We used vagrant 2.2.7, and VirtualBox 5.2.18.
All experiments done on a host system with 15 GB RAM, and the VM was allocated 8 GB RAM.
First, please make sure that the port 8888 is not in use. Our VM forward its local port 8888 to the host machine.
Next, download the vagrant box from the following DOI:
This produces a file called ddset.box
which is 7.3 GB in size, and should have
the following md5 checksum. (The commands in the host system are indicated by
leading $
and the other lines indicate the expected output).
$ du -ksh ddset.box
7,4G ddset.box
$ md5sum ddset.box
3fa1ef8cbeaef2ebf5cbe62263a2dbe0 ddset.box
The vagrant box can be imported as follows:
$ vagrant box add ddset ./ddset.box
==> box: Box file was not detected as metadata. Adding it directly...
==> box: Adding box 'ddset' (v0) for provider:
box: Unpacking necessary files from: file:///path/to/ddset/ddset.box
==> box: Successfully added box 'ddset' (v0) for 'virtualbox'!
$ vagrant init ddset
A `Vagrantfile` has been placed in this directory. You are now
ready to `vagrant up` your first virtual environment! Please read
the comments in the Vagrantfile as well as documentation on
`vagrantup.com` for more information on using Vagrant.
$ vagrant up
Bringing machine 'default' up with 'virtualbox' provider...
==> default: Importing base box 'ddset'...
==> default: Matching MAC address for NAT networking...

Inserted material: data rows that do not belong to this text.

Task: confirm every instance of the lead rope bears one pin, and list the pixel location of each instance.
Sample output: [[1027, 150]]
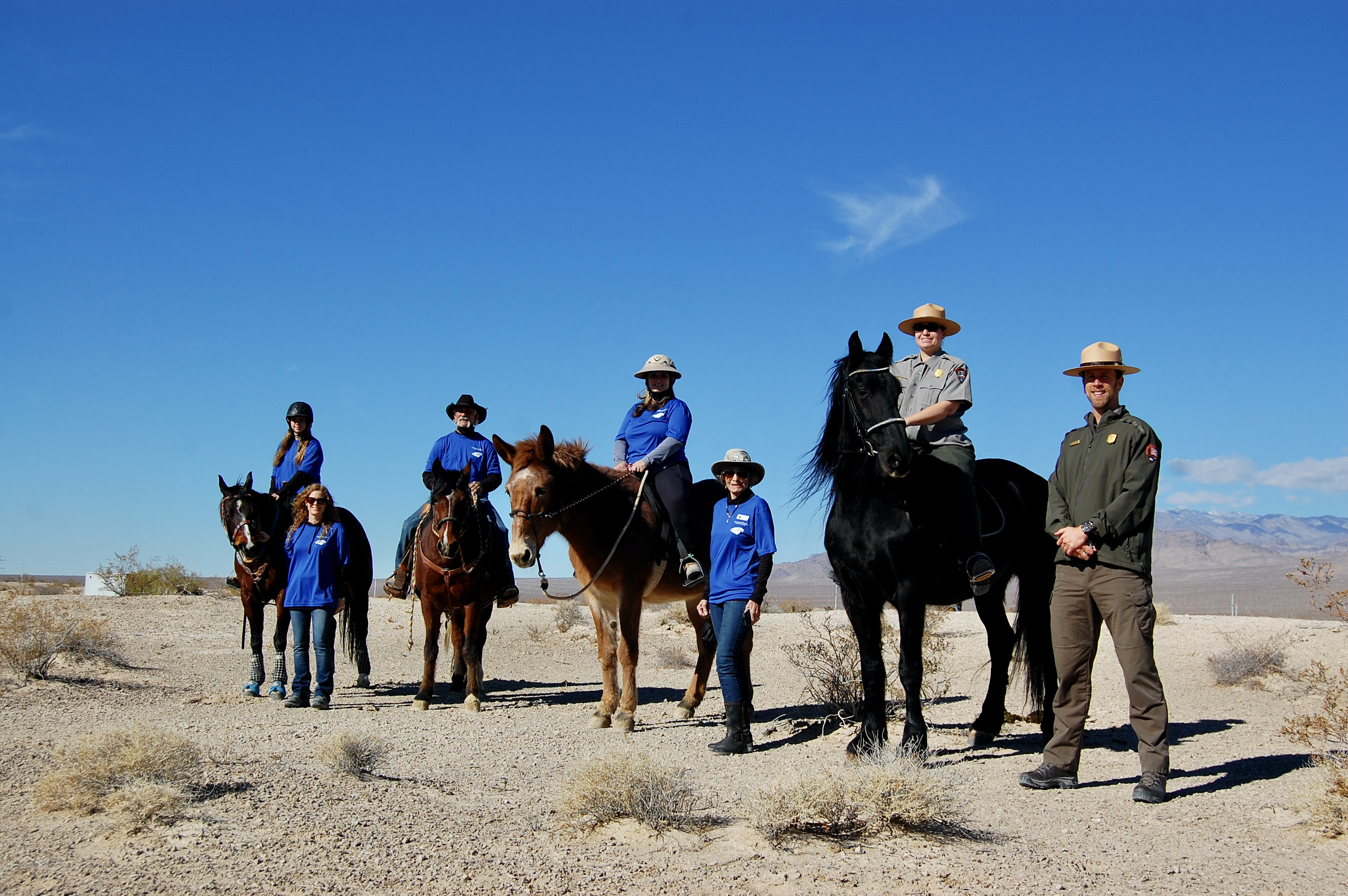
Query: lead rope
[[542, 577]]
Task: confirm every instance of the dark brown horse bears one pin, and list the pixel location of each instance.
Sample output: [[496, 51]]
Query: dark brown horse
[[454, 564], [553, 488], [257, 527]]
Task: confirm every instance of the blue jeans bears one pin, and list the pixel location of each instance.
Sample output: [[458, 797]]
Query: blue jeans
[[325, 633], [732, 663]]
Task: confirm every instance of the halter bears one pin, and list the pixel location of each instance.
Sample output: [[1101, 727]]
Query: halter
[[856, 415]]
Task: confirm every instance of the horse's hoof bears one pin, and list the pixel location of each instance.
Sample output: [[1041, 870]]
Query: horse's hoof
[[979, 739]]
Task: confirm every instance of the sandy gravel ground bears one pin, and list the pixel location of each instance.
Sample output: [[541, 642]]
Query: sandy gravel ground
[[466, 803]]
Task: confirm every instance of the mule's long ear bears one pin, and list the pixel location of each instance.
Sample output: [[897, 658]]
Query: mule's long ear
[[854, 345], [505, 449], [545, 442]]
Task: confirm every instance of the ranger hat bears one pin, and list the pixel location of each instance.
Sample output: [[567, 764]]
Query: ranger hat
[[467, 401], [658, 364], [929, 314], [301, 410], [739, 457], [1102, 356]]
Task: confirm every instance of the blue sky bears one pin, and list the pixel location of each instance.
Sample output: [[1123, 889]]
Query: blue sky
[[211, 211]]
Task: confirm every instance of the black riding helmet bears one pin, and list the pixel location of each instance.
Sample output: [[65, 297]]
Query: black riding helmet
[[301, 410]]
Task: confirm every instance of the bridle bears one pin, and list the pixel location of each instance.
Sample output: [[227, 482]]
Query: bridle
[[548, 515], [856, 415]]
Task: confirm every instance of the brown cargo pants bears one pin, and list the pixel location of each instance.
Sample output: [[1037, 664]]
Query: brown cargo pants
[[1083, 596]]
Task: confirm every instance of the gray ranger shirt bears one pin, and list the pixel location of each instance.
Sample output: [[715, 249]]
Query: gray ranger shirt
[[943, 379]]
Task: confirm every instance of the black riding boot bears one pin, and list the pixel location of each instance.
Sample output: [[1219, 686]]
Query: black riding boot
[[735, 741]]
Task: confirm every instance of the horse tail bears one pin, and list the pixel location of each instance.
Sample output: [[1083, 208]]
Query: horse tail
[[1033, 633]]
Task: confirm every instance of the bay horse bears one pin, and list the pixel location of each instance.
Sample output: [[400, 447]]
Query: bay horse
[[257, 527], [552, 490], [452, 578], [885, 541]]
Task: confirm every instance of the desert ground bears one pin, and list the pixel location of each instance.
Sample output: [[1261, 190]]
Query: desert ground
[[468, 802]]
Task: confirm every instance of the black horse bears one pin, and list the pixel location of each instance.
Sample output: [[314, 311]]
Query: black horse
[[885, 538], [257, 527]]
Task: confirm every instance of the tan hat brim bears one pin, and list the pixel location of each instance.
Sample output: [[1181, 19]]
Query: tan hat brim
[[758, 470], [951, 327], [1121, 368]]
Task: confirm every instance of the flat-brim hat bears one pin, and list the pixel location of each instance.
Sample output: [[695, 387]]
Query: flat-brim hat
[[739, 457], [929, 314], [466, 401], [1102, 356], [658, 364]]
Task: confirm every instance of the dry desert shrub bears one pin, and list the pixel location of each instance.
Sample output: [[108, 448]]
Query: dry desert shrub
[[630, 784], [1249, 659], [873, 797], [142, 774], [33, 634], [566, 615], [356, 754], [831, 662]]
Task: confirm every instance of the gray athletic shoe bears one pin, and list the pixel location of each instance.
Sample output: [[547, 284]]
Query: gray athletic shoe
[[1152, 788], [1048, 776]]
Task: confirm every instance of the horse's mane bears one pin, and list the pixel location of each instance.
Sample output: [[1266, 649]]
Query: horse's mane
[[566, 455]]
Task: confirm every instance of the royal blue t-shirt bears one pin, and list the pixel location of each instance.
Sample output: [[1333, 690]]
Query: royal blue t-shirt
[[646, 431], [740, 535], [456, 449], [315, 560], [311, 464]]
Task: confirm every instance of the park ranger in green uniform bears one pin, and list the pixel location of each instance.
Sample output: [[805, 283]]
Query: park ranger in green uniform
[[1102, 508], [936, 394]]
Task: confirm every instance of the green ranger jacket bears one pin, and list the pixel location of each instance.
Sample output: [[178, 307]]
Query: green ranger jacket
[[1109, 475]]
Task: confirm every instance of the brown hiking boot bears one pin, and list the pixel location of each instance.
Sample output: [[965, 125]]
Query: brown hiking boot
[[395, 585]]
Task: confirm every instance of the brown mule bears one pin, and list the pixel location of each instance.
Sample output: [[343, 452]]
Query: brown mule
[[553, 488], [452, 562]]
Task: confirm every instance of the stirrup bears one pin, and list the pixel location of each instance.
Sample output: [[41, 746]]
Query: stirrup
[[691, 570]]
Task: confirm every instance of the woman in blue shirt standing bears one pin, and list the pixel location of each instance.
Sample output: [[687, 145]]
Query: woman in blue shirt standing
[[652, 438], [742, 560], [300, 457], [316, 590]]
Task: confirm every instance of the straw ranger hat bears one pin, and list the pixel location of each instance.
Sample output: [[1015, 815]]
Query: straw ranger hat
[[658, 364], [1102, 356], [739, 457], [467, 401], [929, 314]]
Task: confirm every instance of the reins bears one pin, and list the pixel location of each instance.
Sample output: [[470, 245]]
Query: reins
[[856, 415], [538, 546]]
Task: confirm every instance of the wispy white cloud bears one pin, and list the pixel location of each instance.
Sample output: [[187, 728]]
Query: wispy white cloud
[[1330, 475], [885, 220], [1189, 499]]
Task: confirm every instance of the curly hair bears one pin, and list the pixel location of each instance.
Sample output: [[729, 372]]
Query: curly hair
[[301, 510]]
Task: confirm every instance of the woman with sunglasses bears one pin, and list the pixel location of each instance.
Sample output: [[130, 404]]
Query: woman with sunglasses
[[653, 435], [742, 560], [316, 590], [938, 391]]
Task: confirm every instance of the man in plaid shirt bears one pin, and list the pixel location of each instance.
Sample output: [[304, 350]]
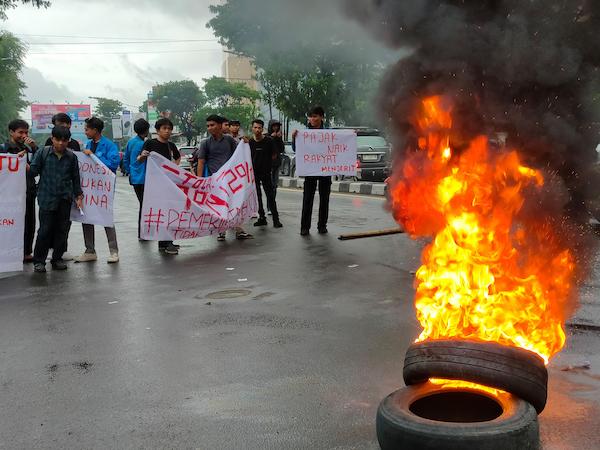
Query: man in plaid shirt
[[59, 185]]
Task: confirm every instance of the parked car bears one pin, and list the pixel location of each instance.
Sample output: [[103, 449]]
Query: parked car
[[186, 157], [288, 161]]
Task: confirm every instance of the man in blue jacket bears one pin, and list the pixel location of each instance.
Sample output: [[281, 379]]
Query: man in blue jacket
[[107, 152], [134, 166]]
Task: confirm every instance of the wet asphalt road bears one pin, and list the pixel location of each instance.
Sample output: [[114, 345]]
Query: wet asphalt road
[[278, 342]]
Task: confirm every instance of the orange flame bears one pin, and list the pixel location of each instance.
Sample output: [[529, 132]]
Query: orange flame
[[445, 383], [492, 273]]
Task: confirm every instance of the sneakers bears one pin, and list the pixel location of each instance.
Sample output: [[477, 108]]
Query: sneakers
[[243, 235], [169, 250], [261, 222], [87, 257], [58, 265], [113, 258]]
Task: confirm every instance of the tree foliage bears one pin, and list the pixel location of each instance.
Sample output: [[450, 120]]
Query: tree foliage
[[7, 4], [304, 59], [229, 99], [182, 99], [107, 108], [11, 87]]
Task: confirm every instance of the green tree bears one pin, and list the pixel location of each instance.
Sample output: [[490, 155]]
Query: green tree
[[182, 99], [229, 99], [107, 108], [301, 63], [7, 4], [11, 87]]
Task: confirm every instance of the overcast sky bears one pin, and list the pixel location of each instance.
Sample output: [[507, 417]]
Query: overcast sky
[[74, 71]]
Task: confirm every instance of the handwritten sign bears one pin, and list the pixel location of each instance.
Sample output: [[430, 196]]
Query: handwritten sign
[[12, 212], [326, 152], [179, 205], [98, 186]]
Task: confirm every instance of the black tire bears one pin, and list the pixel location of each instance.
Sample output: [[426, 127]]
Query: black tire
[[511, 369], [399, 428]]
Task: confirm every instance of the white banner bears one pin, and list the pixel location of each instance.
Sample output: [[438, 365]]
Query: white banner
[[98, 185], [12, 212], [180, 205], [325, 152]]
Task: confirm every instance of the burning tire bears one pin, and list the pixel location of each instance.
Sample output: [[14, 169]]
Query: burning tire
[[427, 416], [511, 369]]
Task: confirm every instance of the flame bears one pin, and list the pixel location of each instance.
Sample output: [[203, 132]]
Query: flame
[[466, 384], [493, 272]]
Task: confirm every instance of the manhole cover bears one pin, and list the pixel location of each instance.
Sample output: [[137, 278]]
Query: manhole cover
[[228, 293]]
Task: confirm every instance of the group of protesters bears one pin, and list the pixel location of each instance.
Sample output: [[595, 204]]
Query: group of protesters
[[59, 183]]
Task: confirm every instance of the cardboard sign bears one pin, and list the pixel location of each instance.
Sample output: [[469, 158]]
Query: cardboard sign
[[98, 186], [326, 152], [179, 205], [12, 212]]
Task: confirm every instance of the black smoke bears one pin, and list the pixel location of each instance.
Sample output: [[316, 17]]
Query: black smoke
[[529, 68]]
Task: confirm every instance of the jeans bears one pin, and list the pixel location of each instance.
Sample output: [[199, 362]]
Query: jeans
[[308, 197], [275, 180], [29, 224], [89, 238], [265, 180], [53, 232]]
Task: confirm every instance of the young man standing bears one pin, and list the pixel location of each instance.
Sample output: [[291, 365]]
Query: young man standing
[[107, 152], [315, 120], [274, 131], [162, 146], [21, 144], [215, 151], [263, 151], [58, 169], [64, 120], [133, 166]]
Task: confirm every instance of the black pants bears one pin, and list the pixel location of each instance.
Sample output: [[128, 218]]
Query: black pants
[[53, 232], [29, 224], [139, 192], [310, 187], [265, 180]]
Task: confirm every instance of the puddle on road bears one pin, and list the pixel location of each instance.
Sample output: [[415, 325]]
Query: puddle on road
[[228, 294]]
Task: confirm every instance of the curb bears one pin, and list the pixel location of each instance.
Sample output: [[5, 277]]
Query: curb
[[364, 188]]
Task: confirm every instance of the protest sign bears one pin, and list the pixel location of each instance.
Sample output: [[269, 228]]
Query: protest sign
[[325, 152], [98, 186], [180, 205], [12, 212]]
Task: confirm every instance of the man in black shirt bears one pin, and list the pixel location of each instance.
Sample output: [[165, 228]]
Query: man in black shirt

==> default: Setting the name of the VM: ddset_default_1587934454463_17567
==> default: Clearing any previously set network interfaces...
==> default: Preparing network interfaces based on configuration...
default: Adapter 1: nat
==> default: Forwarding ports...
default: 8888 (guest) => 8888 (host) (adapter 1)
default: 22 (guest) => 2222 (host) (adapter 1)
==> default: Running 'pre-boot' VM customizations...
==> default: Booting VM...
==> default: Waiting for machine to boot. This may take a few minutes...
default: SSH address: 127.0.0.1:2222
default: SSH username: vagrant
default: SSH auth method: private key
==> default: Machine booted and ready!
==> default: Checking for guest additions in VM...
==> default: Mounting shared folders...
default: /vagrant => /path/to/ddset
The commands inside the guest system are indicated by a vm$
prefix.
$ vagrant ssh
vm$ free -g
total used free shared buff/cache available
Mem: 7 0 7 0 0 7
Swap: 1 0 1
vm$ ls
ddset ddset.tar startjupyter.sh
The main experiments are in ddset
directory in the VM,
which contains the code to reproduce our results. The same directory contains
src/DDSet.ipynb which contains the
complete algorithm explained and worked out in one simple and one complex
example in a Jupyter notebook. It can be viewed through
either the virtual box as explained below, or can be directly viewed using any
of the Jupyter notebook viewers including VSCode, or github (from this link).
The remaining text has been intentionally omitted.